Operating margins are growing and the buyback is working wonders as well. But can MCD hit 10% or 11% EPS growth again next year as revenue is down 6% or 7%? That's a very lofty goal indeed and while I'm not suggesting MCD can't do it, I am suggesting that it will be difficult. And high expectations lead to generally unfavorable outcomes and meeting expectations or missing them outright are both subpar results for the stock. In short, I'm not sure how MCD can overcome a 7% loss in revenue and best its 11% EPS growth forecast. It would take yet another very, very strong year of comp sales growth and that will be very difficult to achieve.

The stock has also very clearly broken down off of its highs and has been in a downtrend for months now.

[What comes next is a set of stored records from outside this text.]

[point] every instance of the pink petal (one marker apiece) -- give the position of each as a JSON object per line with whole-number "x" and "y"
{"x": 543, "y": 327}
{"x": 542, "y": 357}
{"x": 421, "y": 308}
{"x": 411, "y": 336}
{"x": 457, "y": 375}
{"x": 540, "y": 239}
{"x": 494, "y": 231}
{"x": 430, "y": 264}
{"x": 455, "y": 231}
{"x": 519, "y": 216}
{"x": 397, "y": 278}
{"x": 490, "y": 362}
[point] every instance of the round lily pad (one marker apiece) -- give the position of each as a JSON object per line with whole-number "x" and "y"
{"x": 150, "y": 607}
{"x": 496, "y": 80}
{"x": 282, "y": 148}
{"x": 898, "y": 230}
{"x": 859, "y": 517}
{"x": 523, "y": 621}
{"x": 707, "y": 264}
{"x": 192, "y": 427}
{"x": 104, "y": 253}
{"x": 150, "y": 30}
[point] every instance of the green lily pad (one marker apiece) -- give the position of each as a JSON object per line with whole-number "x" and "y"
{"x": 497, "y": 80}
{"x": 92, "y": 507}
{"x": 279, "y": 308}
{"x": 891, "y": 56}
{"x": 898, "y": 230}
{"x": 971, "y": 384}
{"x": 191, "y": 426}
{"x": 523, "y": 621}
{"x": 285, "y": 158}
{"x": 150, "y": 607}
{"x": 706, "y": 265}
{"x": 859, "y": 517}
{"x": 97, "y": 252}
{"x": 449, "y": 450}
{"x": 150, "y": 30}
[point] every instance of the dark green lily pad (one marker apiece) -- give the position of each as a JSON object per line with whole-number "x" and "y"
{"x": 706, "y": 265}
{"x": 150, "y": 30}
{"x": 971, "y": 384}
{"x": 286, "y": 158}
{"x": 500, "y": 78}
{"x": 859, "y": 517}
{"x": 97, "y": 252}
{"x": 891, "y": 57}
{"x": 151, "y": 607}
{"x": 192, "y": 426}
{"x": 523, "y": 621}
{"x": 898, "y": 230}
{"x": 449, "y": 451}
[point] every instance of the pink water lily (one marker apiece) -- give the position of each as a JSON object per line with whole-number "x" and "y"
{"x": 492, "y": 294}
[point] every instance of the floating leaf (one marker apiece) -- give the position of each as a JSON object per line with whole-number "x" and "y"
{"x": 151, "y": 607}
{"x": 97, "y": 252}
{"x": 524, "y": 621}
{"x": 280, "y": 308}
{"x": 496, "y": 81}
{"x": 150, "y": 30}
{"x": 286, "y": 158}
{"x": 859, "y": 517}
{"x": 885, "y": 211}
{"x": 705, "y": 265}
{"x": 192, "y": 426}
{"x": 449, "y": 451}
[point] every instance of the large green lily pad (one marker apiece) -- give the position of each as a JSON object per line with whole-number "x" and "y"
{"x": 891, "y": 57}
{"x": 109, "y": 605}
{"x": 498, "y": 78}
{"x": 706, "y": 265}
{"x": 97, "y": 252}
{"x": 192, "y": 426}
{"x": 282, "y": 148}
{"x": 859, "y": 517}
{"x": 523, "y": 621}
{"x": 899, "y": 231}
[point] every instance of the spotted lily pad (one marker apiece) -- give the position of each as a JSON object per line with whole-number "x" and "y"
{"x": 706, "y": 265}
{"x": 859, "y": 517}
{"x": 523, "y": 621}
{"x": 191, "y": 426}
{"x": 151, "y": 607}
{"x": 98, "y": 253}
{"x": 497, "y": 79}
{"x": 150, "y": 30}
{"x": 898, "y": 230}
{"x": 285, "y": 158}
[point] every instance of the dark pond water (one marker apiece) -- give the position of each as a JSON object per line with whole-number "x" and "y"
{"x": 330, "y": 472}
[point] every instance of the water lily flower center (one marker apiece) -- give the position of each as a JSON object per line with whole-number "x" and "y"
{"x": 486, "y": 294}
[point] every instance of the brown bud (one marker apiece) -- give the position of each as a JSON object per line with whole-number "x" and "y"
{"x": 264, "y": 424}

The bounce we saw on Friday was nice but it isn't close to arresting the decline we've seen since it hit $130. The stock is well below the 50DMA and 200DMA and the former crossed under the latter at the end of August. That's bearish and even more so, the 200DMA is rolling over. As that goes to a negative slope it will present a significant hurdle towards MCD rallying sustainably and to my eye, this looks like a broken stock. It will take a Herculean effort from buyers to not only crest the 200DMA but break MCD out of its downtrend and right now, there is no evidence that is going to occur.

When I couple that with a lofty valuation and the simple fact that expectations are high, I'm concerned. I think MCD will get close to or meet its EPS expectations next year because it is executing pretty well and the refranchising effort is working. But beating those expectations is going to be unbelievably difficult and as the stock has already broken down, I don't see a happy ending here for bulls. I think MCD is an avoid at best and a sell at worst; rallying anytime soon is going to be difficult.

Disclosure: I/we have no positions in any stocks mentioned, and no plans to initiate any positions within the next 72 hours.

I wrote this article myself, and it expresses my own opinions. I am not receiving compensation for it (other than from Seeking Alpha). I have no business relationship with any company whose stock is mentioned in this article.